What Is the Celler-Kefauver Act?
The Celler-Kefauver Act was a law passed by the U.S. Congress in 1950 to prevent certain mergers and acquisitions (M&A) from creating monopolies or otherwise significantly reducing competition in the United States.
- The Celler-Kefauver Act was a law passed by the U.S. Congress in 1950 to prevent anti-competitive mergers and acquisitions.
- Introduced in 1950, it sought to strengthen existing antitrust provisions, which back then only applied to buying outstanding equity.
- The act honed in on asset purchasing and targeted suspicious vertical and conglomerate mergers, helping to close some existing loopholes.
Understanding the Celler-Kefauver Act
Various statutes have been administered by governments over the years to help protect consumers from predatory business practices. Antitrust laws, as they are known, exist to ensure that fair competition exists in an open-market economy. Their goal is to prevent certain companies from joining forces if it is believed that such a move would reduce the options available to consumers, limiting supply, and potentially resulting in higher prices for goods and services.
The Celler-Kefauver Act marked an important step in stamping out greedy corporate behavior. Introduced shortly after World War II, this particular law built on others that came before it, seeking to close existing antitrust loopholes by making sure that all mergers across industries, and not just horizontal ones within the same sector, would be carefully scrutinized and policed.
Above all, the act targeted the following types of corporate tie-ups:
- Vertical Mergers: Two or more companies that provide different supply chain functions for a common good or service unite. Such mergers can cause an antitrust problem if a company buys its competitors’ suppliers. Doing so could enable the entity to effectively block rivals from accessing raw materials or other essentials.
- Conglomerate Mergers: Companies involved in different sectors or geographic areas merge together to expand their markets and product reach. When two giants combine into one entity, there is a risk that they will use their brand name and financial muscle to eliminate competition, and then, when there’s no one left, jack up prices to the detriment of consumers.
History of the Celler-Kefauver Act
One of the earliest antitrust laws passed by the U.S. Congress was the Sherman Antitrust Act. This legislation, rolled out in 1890, provided controls on certain M&A activity, but only in the case of buying outstanding stock. That, in other words, meant that antitrust rules could largely be circumvented by only purchasing the assets of the target corporation.
Recognizing the Sherman Act's vague language and many loopholes, the U.S. Congress responded in 1914 by amending it. The subsequent Clayton Antitrust Act sought to clarify many interpretation issues by adding specific examples of illegal actions by companies. However, it, too, contained flaws, including ambiguity surrounding price-discrimination, and a failure to address loopholes regarding asset acquisitions and acquisitions involving firms that weren’t direct competitors.

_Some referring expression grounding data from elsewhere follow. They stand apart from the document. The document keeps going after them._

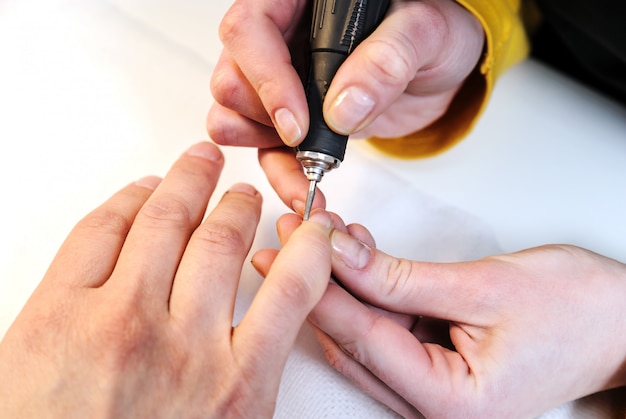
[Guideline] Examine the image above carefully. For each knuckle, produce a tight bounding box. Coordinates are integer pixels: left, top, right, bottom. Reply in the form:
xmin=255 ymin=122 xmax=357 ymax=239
xmin=255 ymin=77 xmax=280 ymax=109
xmin=76 ymin=208 xmax=133 ymax=239
xmin=206 ymin=110 xmax=236 ymax=145
xmin=271 ymin=269 xmax=314 ymax=306
xmin=195 ymin=220 xmax=248 ymax=255
xmin=323 ymin=344 xmax=351 ymax=374
xmin=217 ymin=3 xmax=247 ymax=46
xmin=324 ymin=315 xmax=379 ymax=371
xmin=138 ymin=194 xmax=193 ymax=229
xmin=362 ymin=36 xmax=416 ymax=87
xmin=210 ymin=68 xmax=245 ymax=110
xmin=382 ymin=257 xmax=416 ymax=299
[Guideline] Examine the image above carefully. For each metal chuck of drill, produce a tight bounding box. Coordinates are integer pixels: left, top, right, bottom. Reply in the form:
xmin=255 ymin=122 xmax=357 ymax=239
xmin=297 ymin=0 xmax=389 ymax=220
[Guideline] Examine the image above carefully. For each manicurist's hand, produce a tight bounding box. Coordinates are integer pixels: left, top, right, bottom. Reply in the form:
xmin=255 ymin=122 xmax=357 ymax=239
xmin=258 ymin=216 xmax=626 ymax=418
xmin=207 ymin=0 xmax=484 ymax=210
xmin=0 ymin=142 xmax=334 ymax=418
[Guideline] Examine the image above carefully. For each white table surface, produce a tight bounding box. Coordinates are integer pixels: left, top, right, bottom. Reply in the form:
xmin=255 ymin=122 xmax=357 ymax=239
xmin=1 ymin=1 xmax=625 ymax=417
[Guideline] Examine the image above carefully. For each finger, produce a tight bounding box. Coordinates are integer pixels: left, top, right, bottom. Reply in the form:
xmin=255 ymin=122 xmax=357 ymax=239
xmin=309 ymin=280 xmax=472 ymax=417
xmin=169 ymin=183 xmax=262 ymax=335
xmin=323 ymin=0 xmax=482 ymax=135
xmin=346 ymin=223 xmax=376 ymax=248
xmin=329 ymin=228 xmax=498 ymax=323
xmin=43 ymin=177 xmax=161 ymax=289
xmin=274 ymin=212 xmax=346 ymax=247
xmin=218 ymin=0 xmax=309 ymax=146
xmin=210 ymin=50 xmax=272 ymax=126
xmin=249 ymin=212 xmax=333 ymax=277
xmin=309 ymin=324 xmax=423 ymax=419
xmin=106 ymin=142 xmax=224 ymax=304
xmin=258 ymin=147 xmax=326 ymax=213
xmin=250 ymin=248 xmax=279 ymax=279
xmin=234 ymin=209 xmax=333 ymax=385
xmin=273 ymin=216 xmax=415 ymax=331
xmin=207 ymin=102 xmax=284 ymax=148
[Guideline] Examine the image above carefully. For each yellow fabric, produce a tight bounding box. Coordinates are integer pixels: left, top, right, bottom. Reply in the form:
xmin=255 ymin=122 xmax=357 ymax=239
xmin=368 ymin=0 xmax=530 ymax=158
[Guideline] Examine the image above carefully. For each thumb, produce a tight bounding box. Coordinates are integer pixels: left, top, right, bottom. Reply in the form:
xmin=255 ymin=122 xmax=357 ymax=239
xmin=330 ymin=228 xmax=494 ymax=323
xmin=322 ymin=0 xmax=484 ymax=136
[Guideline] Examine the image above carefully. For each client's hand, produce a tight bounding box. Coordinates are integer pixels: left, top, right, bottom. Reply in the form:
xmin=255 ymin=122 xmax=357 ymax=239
xmin=258 ymin=216 xmax=626 ymax=418
xmin=0 ymin=142 xmax=334 ymax=418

Once those quandaries became clear several more amendments followed. First, the Robinson-Patman Act of 1936 came along, reinforcing laws against price discrimination practices. Then, in 1950, the Celler-Kefauver Act was passed to tackle the other glaring issues at hand.
The Celler-Kefauver Act helped put a stop to previous antitrust rules being circumvented following a wave of questionable pre- and post-war consolidation.
The first significant case citing the Celler-Kefauver Act materialized in 1962 when the U.S. court blocked a merger between Brown Shoe Co. and Kinney Company Inc. Judges took note of the “the trend toward vertical integration in the shoe industry” and concluded that the proposed tie-up threatened to substantially eliminate competition in that market.
As history has shown, not all vertical and conglomerate mergers were thwarted by the Celler-Kefauver Act. To prevent such transactions from going ahead, it must be proved that the combination of two companies would significantly reduce competition. Even if it appears obvious that this would be the case, a handful of vertical and conglomerate mergers still manage to get green-lighted anyway.
Public companies trading on the stock market are required to inform the Department of Justice (DoJ) and the Federal Trade Commission (FTC) if they plan to execute a merger that falls under one of these two categories. These government agencies then have the power to decide whether to stop a deal from happening.
Sometimes, the DoJ and FTC can be overruled by the courts, though. Judges might disagree that a merger volatiles the Celler-Kefauver Act and give it permission to go through — as was the case with General Dynamics Corp.’s (GD) acquisition of United Electric in 1974.